Moving house can be pretty overwhelming for lots of parents, especially when you think about how much this kind of change might shake up the kids.
It's really easy for parents to forget that the mundanity of family life is also someone's childhood, and that childhood memories can shape who we are. From navigating parenting styles to starting school, kids face a lot of changes as they grow up – and one seismic shift in their life would also be a house move. It turns out though, that kids might just be the secret sauce for family moves, says new research.
A huge 87 percent of parents are now saying they’d ‘consult’ with their children before moving house and 20 percent are relinquishing some control over the situation, and would ‘do what their children want and let them decide’. The study by Zoopla found that people are shifting away from the ‘parents know everything’ approach as more adopt a permissive parenting style. About 32 percent admitted that their child’s disapproval has stopped a house move dead in its tracks, while some even backed out of offers (11 percent) or cancelled purchases (eight percent) because of their kids’ reactions.
Daniel Copley, consumer expert for the property search website, said: “Most parents know that routine is important for young children and change can be unsettling – especially something as significant as moving home. However, while many children may get upset about the idea at first, for most, it is a positive and beneficial experience when it actually happens – and as a father who has moved home with my own children, this was very much my own experience too.
“Our research shows that come moving day, kids’ are overwhelmingly excited about the prospect of a new home, and the new possibilities for their bedrooms, new friends and new areas to explore. The key for parents is to get kids’ involved in the moving process from the beginning, to get them excited about all of the possibilities a new home can bring them.”
5 tips for moving home with children
1. Be positive when you first bring it up
Starting a conversation on a positive note is crucial because kids often reflect your mood and energy. “Using language such as 'we have something very exciting to tell you' is likely to get things off to a better start,” suggests Daniel.
2. Focus on what won’t change
Routine is key for children, and bringing up the idea of moving might instantly trigger some concerns about changing schools or being separated from their friends. “If you’re moving nearby, be clear that most things are going to stay the same, just in a more suitable home,” Daniel says. Moving further away? Daniel advises to reassure them that they’ll still be able to bring all their favourite toys and belongings with them: “Some children automatically assume moving home means leaving everything – such as furniture and toys – behind too.”
3. Bring them on the journey
As the research shows, making the kids feel like they’re involved as much as possible could help, even when the final decision is yours.
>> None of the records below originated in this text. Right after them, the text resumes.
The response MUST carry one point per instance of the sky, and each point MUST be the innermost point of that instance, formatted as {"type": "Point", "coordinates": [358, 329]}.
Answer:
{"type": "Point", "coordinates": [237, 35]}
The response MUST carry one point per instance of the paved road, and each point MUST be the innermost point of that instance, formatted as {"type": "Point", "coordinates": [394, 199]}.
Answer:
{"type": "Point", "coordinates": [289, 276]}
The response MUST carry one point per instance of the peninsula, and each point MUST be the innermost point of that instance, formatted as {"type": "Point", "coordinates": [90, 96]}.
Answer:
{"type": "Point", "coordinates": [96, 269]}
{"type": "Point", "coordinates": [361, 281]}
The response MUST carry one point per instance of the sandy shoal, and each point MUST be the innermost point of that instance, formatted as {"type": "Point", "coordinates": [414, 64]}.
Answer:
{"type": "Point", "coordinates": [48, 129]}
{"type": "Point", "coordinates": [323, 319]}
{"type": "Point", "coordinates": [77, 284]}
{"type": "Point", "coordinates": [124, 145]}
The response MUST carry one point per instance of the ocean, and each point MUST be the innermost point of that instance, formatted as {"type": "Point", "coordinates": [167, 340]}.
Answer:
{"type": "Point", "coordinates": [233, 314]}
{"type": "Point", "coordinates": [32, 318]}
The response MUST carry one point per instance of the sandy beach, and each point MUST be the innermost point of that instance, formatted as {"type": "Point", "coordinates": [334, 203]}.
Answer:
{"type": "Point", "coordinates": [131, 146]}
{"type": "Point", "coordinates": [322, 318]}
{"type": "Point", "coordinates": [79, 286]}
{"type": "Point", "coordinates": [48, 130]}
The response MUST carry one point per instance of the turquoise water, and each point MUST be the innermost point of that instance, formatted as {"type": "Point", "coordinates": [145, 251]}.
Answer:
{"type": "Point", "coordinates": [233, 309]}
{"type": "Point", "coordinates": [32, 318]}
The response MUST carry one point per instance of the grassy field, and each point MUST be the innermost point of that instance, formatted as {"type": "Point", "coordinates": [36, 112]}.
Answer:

Taking them on viewings and asking what colour they’d like their new bedroom to be are great ways to get them excited. Daniel points out: “Even asking questions such as ‘What room do you think Grandma would like to stay in when she visits?’ can make them feel like they are part of the move, rather than it being something that is just happening to them.”
4. Focus on the benefits
Imagine you’re in your kid’s shoes and discuss with your partner – or other family member – about what would make them excited about moving. Maybe a bigger bedroom or spacious garden to play hide and seek in. “Giving them some exciting positives to focus on can really help to counteract their worries,” says Daniel.
5. Be prepared for tears
Moving house is a big deal for adults, let alone small children. It can be hard in the first stages, too, but don’t make that put you off the move entirely. “Sometimes, it’s a case of holding your nerve and trusting that you are doing the right thing for them in the long run,” Daniel assures.
But here’s the thing – despite parents’ worries – according to the research, 77 percent of kids who’ve been through a move mostly loved their new homes. It’s understandable, of course, that the children were worried about changing schools and having to make new friends. So, it turns out, giving kids a say – even if you don’t follow their lead – is a smart move.